La réunion, pour Anna Ayanoglou : moment haï de ses jobs alimentaires.
Mais passage obligé, de nos jours, pour un nombre gigantesque de travailleurs et de travailleuses, quelle que soit leur profession.
Utilisant l’espace du poème, Anna Ayanoglou tente de comprendre ce que la réunion produit en elle, et pour quelle raison ce moment contraint la (nous ?) « supplicie autant ».
La réunion
Première strate : constat
L’âme prend le corps en porte-voix
— en retour de lui se fait porte-voix
et hurlent ensemble le trop-plein — à qui le disent —
combien je suis ? je compte les parties
— cette nuit au lit toutes les douleurs
dedans mon corps ondulent
— pas des coraux dans le courant, non
— comme dans le Cri de Munch
une foule antagoniste s’égosille
les muscles les nerfs les articulations
rivalisant agrippent ma conscience — je sens
dans la fesse gauche un pic saille — les mollets
de fatigue enflés comme si couru un marathon
mais rien couru un peu marché — je sens
le nerf depuis le tréfonds de ma fesse
jusqu’aux petit et gros orteil un autre de l’épaule
au pouce — voilà que la douleur
me palme — elle brillerait j’irais dehors et la montrant
dirais voyez : Constellation de la souffrance.
Deuxième strate : réalisation
La kiné : Vous avez fait un faux mouvement ?
Vous avez porté quelque chose de lourd ?
Moi : Non.
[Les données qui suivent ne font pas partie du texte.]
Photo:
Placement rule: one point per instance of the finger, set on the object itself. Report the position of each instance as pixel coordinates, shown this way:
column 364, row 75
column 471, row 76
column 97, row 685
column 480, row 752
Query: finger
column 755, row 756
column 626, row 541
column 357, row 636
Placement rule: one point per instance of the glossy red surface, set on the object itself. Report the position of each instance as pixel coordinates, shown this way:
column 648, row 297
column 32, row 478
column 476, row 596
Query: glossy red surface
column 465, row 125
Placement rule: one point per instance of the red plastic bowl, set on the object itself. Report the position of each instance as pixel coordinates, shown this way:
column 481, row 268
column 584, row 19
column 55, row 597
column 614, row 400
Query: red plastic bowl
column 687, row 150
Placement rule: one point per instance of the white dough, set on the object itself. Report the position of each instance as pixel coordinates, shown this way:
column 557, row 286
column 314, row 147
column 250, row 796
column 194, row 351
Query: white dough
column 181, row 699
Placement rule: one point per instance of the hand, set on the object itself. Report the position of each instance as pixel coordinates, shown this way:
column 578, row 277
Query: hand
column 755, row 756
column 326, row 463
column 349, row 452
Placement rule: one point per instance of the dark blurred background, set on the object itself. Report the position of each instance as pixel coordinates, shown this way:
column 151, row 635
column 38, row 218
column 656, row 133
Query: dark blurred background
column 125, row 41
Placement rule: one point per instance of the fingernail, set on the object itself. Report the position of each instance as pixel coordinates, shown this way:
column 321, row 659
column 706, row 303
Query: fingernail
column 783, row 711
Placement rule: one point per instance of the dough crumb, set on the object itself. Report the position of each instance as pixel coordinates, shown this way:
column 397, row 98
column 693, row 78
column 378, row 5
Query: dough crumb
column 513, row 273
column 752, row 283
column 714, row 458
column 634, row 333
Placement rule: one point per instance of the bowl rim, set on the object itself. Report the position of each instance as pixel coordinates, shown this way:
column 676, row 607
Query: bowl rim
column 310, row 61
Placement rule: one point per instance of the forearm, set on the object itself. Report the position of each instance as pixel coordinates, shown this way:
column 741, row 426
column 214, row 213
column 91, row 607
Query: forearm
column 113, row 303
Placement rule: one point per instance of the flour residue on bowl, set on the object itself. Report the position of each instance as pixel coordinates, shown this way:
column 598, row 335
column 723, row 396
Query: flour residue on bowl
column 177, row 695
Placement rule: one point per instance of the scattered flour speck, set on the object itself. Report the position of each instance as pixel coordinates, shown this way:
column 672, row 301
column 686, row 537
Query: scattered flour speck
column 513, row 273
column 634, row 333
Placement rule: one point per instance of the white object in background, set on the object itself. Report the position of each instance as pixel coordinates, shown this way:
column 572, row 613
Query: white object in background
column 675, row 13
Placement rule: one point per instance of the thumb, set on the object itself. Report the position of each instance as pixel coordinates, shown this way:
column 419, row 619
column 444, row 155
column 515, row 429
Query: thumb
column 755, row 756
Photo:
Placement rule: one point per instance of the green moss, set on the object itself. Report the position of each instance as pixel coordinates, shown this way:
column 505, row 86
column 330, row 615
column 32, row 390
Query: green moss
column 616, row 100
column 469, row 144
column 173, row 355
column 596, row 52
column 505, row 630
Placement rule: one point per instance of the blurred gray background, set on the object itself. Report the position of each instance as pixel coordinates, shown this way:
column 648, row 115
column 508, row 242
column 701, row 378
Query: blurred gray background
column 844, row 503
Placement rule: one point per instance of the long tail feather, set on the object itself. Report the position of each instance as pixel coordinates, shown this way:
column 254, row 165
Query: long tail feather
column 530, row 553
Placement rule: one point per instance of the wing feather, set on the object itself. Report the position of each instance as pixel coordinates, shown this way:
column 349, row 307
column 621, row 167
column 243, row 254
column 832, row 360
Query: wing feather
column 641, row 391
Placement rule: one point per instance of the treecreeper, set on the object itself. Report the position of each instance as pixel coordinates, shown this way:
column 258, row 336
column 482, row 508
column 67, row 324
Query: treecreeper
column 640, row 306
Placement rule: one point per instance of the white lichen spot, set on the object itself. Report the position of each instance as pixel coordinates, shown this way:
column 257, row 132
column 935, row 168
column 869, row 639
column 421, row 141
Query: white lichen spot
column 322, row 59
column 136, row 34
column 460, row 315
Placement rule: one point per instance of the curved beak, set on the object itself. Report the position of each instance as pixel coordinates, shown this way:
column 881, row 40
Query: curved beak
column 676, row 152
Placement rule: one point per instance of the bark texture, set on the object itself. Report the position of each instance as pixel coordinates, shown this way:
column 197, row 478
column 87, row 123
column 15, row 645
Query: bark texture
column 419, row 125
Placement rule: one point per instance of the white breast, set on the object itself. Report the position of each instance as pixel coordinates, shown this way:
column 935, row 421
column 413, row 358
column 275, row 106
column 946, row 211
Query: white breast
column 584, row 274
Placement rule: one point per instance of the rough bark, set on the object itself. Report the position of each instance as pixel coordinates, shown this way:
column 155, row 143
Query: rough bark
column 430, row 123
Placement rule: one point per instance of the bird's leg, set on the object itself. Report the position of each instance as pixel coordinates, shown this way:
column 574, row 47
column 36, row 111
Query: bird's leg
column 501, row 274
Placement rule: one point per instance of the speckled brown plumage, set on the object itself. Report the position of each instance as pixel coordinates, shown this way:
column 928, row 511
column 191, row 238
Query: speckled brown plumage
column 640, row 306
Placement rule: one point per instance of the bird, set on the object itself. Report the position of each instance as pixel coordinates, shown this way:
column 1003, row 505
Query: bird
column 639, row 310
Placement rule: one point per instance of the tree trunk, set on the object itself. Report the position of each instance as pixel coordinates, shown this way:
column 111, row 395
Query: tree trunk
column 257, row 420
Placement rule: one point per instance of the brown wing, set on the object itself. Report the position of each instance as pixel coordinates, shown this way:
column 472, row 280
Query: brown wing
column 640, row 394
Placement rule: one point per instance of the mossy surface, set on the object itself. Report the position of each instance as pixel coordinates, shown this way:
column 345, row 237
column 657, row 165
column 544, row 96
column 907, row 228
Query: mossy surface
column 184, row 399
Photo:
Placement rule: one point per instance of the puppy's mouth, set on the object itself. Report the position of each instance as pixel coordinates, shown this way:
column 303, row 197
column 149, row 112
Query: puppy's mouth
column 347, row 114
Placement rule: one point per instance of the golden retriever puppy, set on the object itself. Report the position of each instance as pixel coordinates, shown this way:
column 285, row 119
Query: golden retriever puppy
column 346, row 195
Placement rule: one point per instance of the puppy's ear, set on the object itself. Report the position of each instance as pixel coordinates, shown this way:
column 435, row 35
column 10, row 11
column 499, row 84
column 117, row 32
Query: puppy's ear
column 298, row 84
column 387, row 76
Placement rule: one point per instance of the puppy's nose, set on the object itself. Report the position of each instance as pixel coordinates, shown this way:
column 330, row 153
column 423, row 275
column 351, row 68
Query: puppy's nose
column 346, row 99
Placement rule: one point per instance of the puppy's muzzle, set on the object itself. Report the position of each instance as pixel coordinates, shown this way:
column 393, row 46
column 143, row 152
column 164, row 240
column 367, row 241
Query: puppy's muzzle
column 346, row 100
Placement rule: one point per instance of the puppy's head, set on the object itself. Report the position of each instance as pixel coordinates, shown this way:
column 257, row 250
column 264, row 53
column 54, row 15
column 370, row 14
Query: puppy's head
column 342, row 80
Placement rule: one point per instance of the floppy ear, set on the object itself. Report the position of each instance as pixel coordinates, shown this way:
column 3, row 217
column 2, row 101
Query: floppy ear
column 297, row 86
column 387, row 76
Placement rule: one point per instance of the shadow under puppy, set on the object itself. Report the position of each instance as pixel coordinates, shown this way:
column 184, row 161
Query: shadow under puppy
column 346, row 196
J’ai juste assisté à une réunion.
Pendant quatre heures.
Je saisis : l’expérience unique
ne cause pas à elle seule l’intensité du mal
— toutes
les similaires s’additionnent — des coups portés
régulièrement précisément au même endroit
Un certain temps, j’ai réussi à m’extraire
Les événements — appelons ainsi les obligations —
ont épargné l’endroit battu
Son hyperesthésie
m’est sortie de l’esprit
En prenant place dans cette salle, de mon gré
fait d’oubli et de naïveté (les réunions
ne changent pas de nature quand le domaine change)
j’ai soumis l’endroit même
au croisement du caractère et de l’épreuve
à de nouvelles brutalités.
Troisième strate : exploration
Mais qu’est-ce qui supplicie, exactement ?
Et pour quelle raison me supplicie autant ?
Contrairement à L’empalement ou L’écraseur
de tête — dénominations univoques — la réunion
ne laisse, par son nom, rien deviner de sa nature
— de ses séquelles
Ainsi faut-il :
– Chercher derrière l’écran du terme
– Faire apparaître, dans le révélateur, mes traits
—— tentative :
La réunion est le lieu
Des monologues superposés
Des redites et des dissonances
Et j’ai pour traits particuliers
Un attachement déraisonnable à la justesse
Une mémoire comme la pédale forte
du piano — qui conserve — surimpressionne
La réunion est le lieu
Du mirage créé par les chefs, qui la vendent
comme décisive quand elle n’est que cosmétique
Du mirage pris pour tangible par les souffrants
qui vomissent leur doléances dans le néant
Et j’ai pour traits particuliers
Le flair et l’écœurement du faux
Une empathie dérégulée
La réunion est le lieu
Du recours au langage évidé
Du figement de la pensée
Du temps sacrifié dans des nappages de vide
Et j’ai pour trait particulier
Une nécessité vitale de sens
Ah oui, ça parle vraiment, et en plus c’est drôle. Et surtout ça dit très bien comment ces choses vides, vaines, stupides arrivent à bousculer tout le corps en prenant la tête avec du rien … Beau travail (à partir de notes prises en réunion ?)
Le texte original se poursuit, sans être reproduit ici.